With macroeconomic indicators like they are and so few opportunities at home, can anyone blame people for wanting to migrate? Even if the situation were not this bad, should they be blamed at all? The public debate often circles around blaming brain drain for the condition of the country. In this latest debate, I even saw some members of the public carelessly throwing out the question if educated people should somehow be prevented from leaving. That would amount to an infringement on freedom of movement and put us on track to becoming another North Korea, or former USSR, or former East Germany – not a club any country aspires to join.

No one should feel compelled to migrate if they do not wish to; Certainly, no one who wishes to migrate, for whatever reason, should be stopped from doing so. They should also not be tarred and feathered as quitters, accused of abandoning their country. Neither choice is morally superior to the other.
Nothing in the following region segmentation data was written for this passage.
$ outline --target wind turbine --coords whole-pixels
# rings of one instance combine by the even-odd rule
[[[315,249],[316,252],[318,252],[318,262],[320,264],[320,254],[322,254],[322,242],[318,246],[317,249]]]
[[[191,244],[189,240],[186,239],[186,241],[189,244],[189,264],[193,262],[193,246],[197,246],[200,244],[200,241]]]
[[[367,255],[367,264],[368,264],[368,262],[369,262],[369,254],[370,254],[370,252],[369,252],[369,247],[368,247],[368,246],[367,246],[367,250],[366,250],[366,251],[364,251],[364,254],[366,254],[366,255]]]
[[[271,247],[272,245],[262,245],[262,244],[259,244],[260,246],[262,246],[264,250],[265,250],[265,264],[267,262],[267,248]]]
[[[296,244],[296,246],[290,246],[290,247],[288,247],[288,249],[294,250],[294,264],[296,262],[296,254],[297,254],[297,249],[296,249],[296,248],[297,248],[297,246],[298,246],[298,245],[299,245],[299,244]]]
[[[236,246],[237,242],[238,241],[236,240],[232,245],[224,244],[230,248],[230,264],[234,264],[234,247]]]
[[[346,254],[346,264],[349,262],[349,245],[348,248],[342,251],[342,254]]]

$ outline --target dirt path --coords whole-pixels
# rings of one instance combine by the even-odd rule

There are many valid reasons to migrate – economic opportunities, access to quality education and healthcare, a higher standard of living, freedom from suffocating cultural norms, security, safety from prosecution, personal growth, curiosity about the world we inhabit, the thrill of adventure, or any combination of them. For our country, I would add a desire to escape the effects of climate change and the looming drinking water shortage to this list.

The benefits of (legal) emigration to an individual are well known, but there are also several ways in which it is beneficial to the home country beyond the most obvious one – remittances replenish the receiving country’s foreign currency coffers. There is also a reduction in unemployment, the transfer and exchange of skills and knowledge, and the international network of expats and diaspora communities it builds. A law-abiding, well-integrated diaspora is a more powerful ambassador of its home country to its host country than any embassy or consulate can be. For these reasons, I view emigrants, educated emigrants in particular, as brain circulation instead.
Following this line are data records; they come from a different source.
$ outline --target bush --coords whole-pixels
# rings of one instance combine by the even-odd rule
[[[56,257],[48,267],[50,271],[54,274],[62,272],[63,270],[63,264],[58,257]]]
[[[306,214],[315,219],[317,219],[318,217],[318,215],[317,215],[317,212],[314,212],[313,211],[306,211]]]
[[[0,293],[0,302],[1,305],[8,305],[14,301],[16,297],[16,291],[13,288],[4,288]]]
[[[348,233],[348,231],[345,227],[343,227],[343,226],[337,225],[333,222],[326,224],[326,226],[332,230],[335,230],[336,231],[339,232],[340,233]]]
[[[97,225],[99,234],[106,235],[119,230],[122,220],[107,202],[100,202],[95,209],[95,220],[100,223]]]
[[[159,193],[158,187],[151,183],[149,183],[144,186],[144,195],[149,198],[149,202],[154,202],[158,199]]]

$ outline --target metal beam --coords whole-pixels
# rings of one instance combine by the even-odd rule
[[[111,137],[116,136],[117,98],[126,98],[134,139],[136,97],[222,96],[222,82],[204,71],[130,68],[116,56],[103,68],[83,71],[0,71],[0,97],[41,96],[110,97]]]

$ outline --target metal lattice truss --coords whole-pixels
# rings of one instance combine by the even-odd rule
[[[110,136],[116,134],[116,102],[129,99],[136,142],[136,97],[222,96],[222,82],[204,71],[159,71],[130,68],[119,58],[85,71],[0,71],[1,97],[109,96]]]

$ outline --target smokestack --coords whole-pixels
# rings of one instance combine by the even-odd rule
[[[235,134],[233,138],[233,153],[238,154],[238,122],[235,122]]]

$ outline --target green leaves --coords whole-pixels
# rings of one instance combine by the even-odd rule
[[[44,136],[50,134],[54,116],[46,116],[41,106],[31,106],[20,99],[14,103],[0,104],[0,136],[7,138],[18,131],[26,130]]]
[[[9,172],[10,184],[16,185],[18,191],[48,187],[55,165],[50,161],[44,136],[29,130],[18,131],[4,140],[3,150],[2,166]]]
Think of the envious news coverage here at home any time another Fortune-500 company announces a new CEO who has family connections to India. That kind of influence and goodwill is not built overnight. Emigration of educated Indians to the West began in the late ‘60s and continues to date. The Indian diaspora is now in its third generation. The current vice-president of the United States and two 2024 Republican presidential candidates have connections to India. That does not happen overnight.

Obviously, the availability and retention of talent is an advantage that opens opportunities. But that advantage by itself is worth nothing if you do not create the right environment to put it to use. A large public university in Islamabad has been making waves on social media recently for a record number of resignations from its faculty members across departments this year. If we let recent history be our guide, many of them (maybe deemed unproductive) will move abroad and go on to have successful careers; that has been the trend. This goes to show that it is not a dearth of talent but an unconducive environment that is to blame.
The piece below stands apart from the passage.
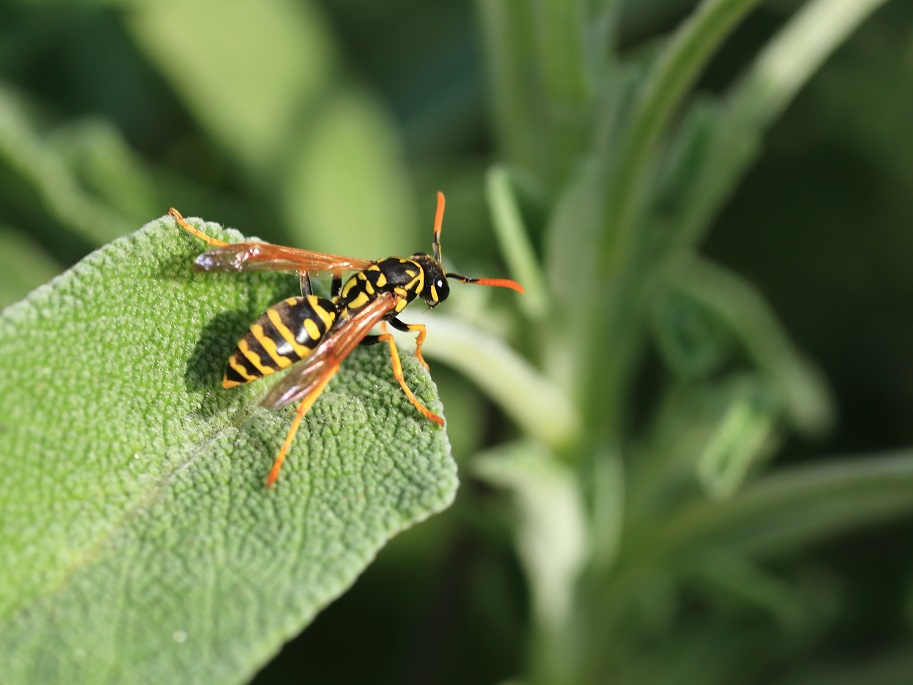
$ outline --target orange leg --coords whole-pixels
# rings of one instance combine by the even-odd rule
[[[279,454],[276,457],[276,461],[273,462],[273,468],[270,469],[269,476],[266,478],[266,487],[271,488],[276,482],[276,479],[279,477],[279,471],[282,470],[282,462],[285,461],[285,453],[288,452],[288,448],[292,445],[292,440],[295,439],[295,433],[298,432],[298,426],[301,424],[301,419],[304,418],[304,415],[307,414],[308,409],[317,401],[317,398],[320,397],[320,393],[323,392],[323,389],[327,386],[327,383],[330,382],[330,379],[336,375],[336,372],[339,370],[339,365],[336,365],[327,370],[323,378],[314,386],[303,400],[301,404],[298,405],[298,411],[295,412],[295,418],[292,420],[292,425],[289,427],[288,435],[285,436],[285,442],[282,443],[282,447],[279,448]]]
[[[174,217],[174,220],[177,221],[178,224],[180,224],[181,228],[183,228],[188,233],[192,233],[200,240],[205,240],[210,245],[215,245],[217,247],[220,245],[229,244],[229,243],[226,243],[224,240],[219,240],[218,238],[213,238],[212,236],[206,235],[200,229],[194,228],[193,226],[191,226],[189,223],[187,223],[187,220],[181,216],[181,213],[178,210],[176,210],[174,207],[169,209],[168,213]]]
[[[420,326],[422,328],[422,331],[419,333],[419,338],[421,340],[424,340],[424,338],[425,338],[424,328],[425,327],[421,326],[421,324],[414,324],[414,325]],[[410,326],[410,329],[411,329],[411,326]],[[424,416],[429,421],[434,421],[439,426],[443,426],[444,419],[442,419],[440,416],[438,416],[437,414],[432,412],[430,409],[428,409],[425,405],[423,405],[421,402],[419,402],[418,399],[416,399],[415,395],[412,394],[412,391],[409,389],[409,386],[406,385],[406,379],[403,377],[403,365],[402,365],[402,362],[400,362],[399,351],[396,349],[396,343],[393,341],[393,335],[387,332],[386,324],[381,324],[381,330],[383,331],[383,333],[381,335],[377,336],[377,339],[386,341],[386,343],[390,346],[390,361],[393,363],[393,377],[397,380],[397,382],[399,382],[399,387],[401,387],[403,389],[403,392],[406,393],[406,397],[409,398],[409,401],[412,403],[412,406],[414,406],[416,409],[418,409],[421,412],[422,416]],[[421,347],[421,343],[419,343],[419,347]],[[421,359],[420,354],[418,355],[418,358]],[[422,363],[423,364],[425,363],[424,360],[422,361]],[[425,364],[426,368],[427,368],[427,366],[428,365]]]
It is not the job of public servants and representatives (caretakers and elected) to encourage or forcibly stop migration. It is also not their job to post streams of pictures of themselves with all the trappings of government. We do not need grand pre-announcements of things about to happen before they have happened. We do not need to see pictures of (usually) men with stern expressions huddling at conference tables until we see something come from it.

If this or any future government is truly concerned about brain drain, it needs to fix the conditions that drive people to leave – tax agriculture, real estate, and other un/undertaxed sectors, collect electricity bills where they have never dared to collect them (but continue supply), start the long job of fixing public schools and hospitals, etc. It is time to put its head down and do the unglamorous hard work.

The writer (she/her) has a PhD in Education.